Nagasaki had told them before that the cyborgs at the end of the Solar War had possessed proto-Teleships. If cyborgs had escaped Sol in a Teleship, might they have tried to set up an empire way out here? He couldn’t know. But if they had, might they have encountered the Kresh?
Naturally, no one on Earth would have seen any of this. Probes traveled slower than the speed of light, and they sent messages back at light
speed. The only way to find this was how they had, in a Teleship.
If the cyborgs attacked the Kresh that meant cyborgs had Teleships or something like Teleships. And from Chengal Ras’s questions, the Kresh likely didn’t have Teleships or shift technology.
How can any of that help you here?
Cyrus figured it helped by giving him something to think about other than his coming memory extraction. The rest of the time, he endured. He inspected every inch of the cell. He had no idea how they made the walls appear and disappear and he could see no way they recorded or watched him in here. Didn’t they care what happened to him? Would they know if he tried to commit suicide?
Some of the time, he practiced mental exercises. He even used his psi-power aggressively, probing, trying to remove a wall. It didn’t work. He tried to contact Jasper or Roxie and failed to sense either. He practiced using his mind shield. He squatted, did thousands of sit-ups, pushups and found his already whipcord frame becoming even more lean.

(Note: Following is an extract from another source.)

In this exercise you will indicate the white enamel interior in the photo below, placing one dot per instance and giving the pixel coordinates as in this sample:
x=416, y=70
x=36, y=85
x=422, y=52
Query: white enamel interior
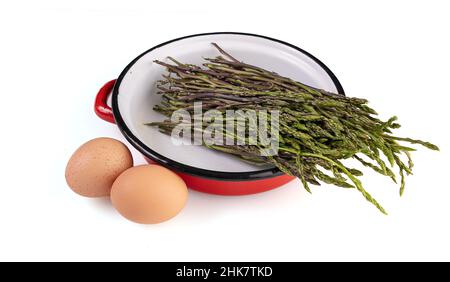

Once, a moment of weightlessness came unexpectedly. It was such a relief, but it didn’t last long. If anything, the crushing Gs worsened afterward.
What does that tell you?
It wasn’t hard to figure out. The ship had accelerated, building up velocity. Now it must have turned around and decelerated, slowing the velocity so it could dock at High Station 3.
Are we nearing one of the gas giants?
When he slept, his dreams worsened. Loneliness ate at him and his resolve hardened. He wasn’t going to enter the memory-extractor. No. He would make them kill him first. Thoughts of his death made him listless, and for several sleeps he skipped his exercises.
What are you doing, Cyrus? You’re giving up. Well, stop it! Get ready for the fight of your life. You may be the last one left from Discovery.
Sometimes, he wondered if he should just kill himself. No, he couldn’t do that. He had to fight. He’d never given up as a child. Why should he give up now that he was mentally tougher and in the best physical shape of his life?
He ran in place for as long as he could. Each step jolted him so soon the back of his neck hurt. He went over plans, practiced jabs and kicks, and patiently waited.